Study of ORIC-944 in Patients With Metastatic Prostate Cancer

Metastatic Prostate Cancer Clinical Trial

Official title:

An Open-Label, Phase 1/1b, Study of ORIC-944 in Patients With Metastatic Prostate Cancer

Clinical Trial Details — Status: Recruiting

Administrative data

• NCT number: NCT05413421
• Other study ID #: ORIC-944-01
• Status: Recruiting
• Phase: Phase 1
• Start date: June 1, 2022
• Est. completion date: June 2024

Study information

• Verified date: April 2023
• Source: ORIC Pharmaceuticals
• Contact: ORIC Clinical
• Phone: 650-388-5600
• Email: clinical[@]oricpharma.com
• Is FDA regulated: No
• Study type: Interventional

Clinical Trial Summary

The purpose of this study is to establish recommended Phase 2 dose (RP2D) and/or maximum tolerated dose (MTD) and preliminary antitumor activity of ORIC-944 in patients with metastatic prostate cancer.

Description:

ORIC-944 is a potent, highly selective, allosteric, orally bioavailable, small molecule inhibitor of PRC2 via binding the embryonic ectoderm development (EED) subunit.

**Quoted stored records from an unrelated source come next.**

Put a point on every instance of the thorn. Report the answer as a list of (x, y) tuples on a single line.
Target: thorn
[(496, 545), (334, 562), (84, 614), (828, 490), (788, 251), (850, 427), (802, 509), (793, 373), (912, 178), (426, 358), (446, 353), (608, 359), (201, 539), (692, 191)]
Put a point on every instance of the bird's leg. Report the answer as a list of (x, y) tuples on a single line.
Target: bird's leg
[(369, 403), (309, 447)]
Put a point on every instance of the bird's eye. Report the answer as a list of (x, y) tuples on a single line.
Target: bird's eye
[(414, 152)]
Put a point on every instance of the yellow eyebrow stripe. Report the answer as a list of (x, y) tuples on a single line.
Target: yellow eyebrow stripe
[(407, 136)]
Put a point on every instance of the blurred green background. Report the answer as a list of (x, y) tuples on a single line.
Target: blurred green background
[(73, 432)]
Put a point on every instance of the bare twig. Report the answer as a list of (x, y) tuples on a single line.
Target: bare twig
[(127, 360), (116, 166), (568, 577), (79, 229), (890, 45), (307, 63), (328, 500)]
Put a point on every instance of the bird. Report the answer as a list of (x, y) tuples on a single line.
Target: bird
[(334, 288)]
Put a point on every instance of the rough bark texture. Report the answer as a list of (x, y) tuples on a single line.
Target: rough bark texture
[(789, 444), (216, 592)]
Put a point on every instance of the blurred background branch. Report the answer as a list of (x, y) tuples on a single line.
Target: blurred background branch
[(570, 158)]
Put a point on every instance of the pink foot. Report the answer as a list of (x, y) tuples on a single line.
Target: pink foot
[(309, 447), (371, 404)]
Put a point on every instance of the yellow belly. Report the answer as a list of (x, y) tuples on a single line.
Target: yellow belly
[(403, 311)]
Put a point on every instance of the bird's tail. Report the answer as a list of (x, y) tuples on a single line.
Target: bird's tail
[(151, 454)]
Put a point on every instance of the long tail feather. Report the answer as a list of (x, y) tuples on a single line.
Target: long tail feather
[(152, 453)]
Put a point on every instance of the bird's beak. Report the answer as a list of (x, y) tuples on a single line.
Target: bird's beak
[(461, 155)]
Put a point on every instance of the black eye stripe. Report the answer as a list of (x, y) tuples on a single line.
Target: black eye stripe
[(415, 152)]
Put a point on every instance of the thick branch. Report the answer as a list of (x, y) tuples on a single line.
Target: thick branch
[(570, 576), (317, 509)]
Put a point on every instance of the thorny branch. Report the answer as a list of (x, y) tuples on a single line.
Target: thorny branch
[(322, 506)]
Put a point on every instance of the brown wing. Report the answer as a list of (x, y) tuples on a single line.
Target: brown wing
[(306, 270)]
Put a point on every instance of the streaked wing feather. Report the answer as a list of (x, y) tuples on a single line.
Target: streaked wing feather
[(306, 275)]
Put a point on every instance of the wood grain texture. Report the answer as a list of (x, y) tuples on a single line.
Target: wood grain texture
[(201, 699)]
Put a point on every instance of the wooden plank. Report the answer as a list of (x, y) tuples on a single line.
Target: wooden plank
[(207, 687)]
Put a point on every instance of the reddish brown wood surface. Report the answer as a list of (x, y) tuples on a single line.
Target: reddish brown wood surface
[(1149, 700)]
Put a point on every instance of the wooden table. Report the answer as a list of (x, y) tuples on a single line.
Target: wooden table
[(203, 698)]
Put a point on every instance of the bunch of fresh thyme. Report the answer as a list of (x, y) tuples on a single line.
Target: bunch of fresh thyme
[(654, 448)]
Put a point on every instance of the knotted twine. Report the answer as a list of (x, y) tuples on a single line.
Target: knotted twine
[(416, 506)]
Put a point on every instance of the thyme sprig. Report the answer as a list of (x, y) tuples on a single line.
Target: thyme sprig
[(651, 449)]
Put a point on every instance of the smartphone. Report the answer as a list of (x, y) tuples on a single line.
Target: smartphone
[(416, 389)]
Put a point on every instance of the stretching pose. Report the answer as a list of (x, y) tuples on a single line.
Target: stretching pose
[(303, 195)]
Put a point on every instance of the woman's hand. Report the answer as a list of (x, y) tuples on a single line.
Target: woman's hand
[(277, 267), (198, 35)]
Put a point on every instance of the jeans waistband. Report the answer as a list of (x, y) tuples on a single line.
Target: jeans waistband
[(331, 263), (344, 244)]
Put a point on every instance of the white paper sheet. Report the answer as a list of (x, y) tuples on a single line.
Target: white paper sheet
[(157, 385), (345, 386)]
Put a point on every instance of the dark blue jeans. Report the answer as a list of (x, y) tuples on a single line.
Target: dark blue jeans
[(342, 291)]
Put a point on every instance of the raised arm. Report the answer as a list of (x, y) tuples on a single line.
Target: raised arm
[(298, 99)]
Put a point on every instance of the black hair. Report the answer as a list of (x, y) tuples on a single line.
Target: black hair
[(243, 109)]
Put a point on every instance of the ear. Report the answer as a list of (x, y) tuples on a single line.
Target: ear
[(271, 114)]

This is a first-in-human, open-label, single arm, multicenter, dose escalation followed by dose expansion study to establish the recommended phase 2 dose (RP2D) and/or maximum tolerated dose (MTD) and preliminary antitumor activity of ORIC-944 in patients with metastatic prostate cancer, including those with neuroendocrine and/or small cell features, who have exhausted available treatment options.

The study will begin with dose finding in patients with metastatic prostate cancer (Dose Escalation); additional dose expansion cohorts (Dose Expansion), with specific histology, treatment history, and/or expression of a specific biomarker, may be initiated via protocol amendment The study will evaluate escalating dose levels of ORIC-944 administered orally, once daily in 28-day cycles following an interval 3+3 design.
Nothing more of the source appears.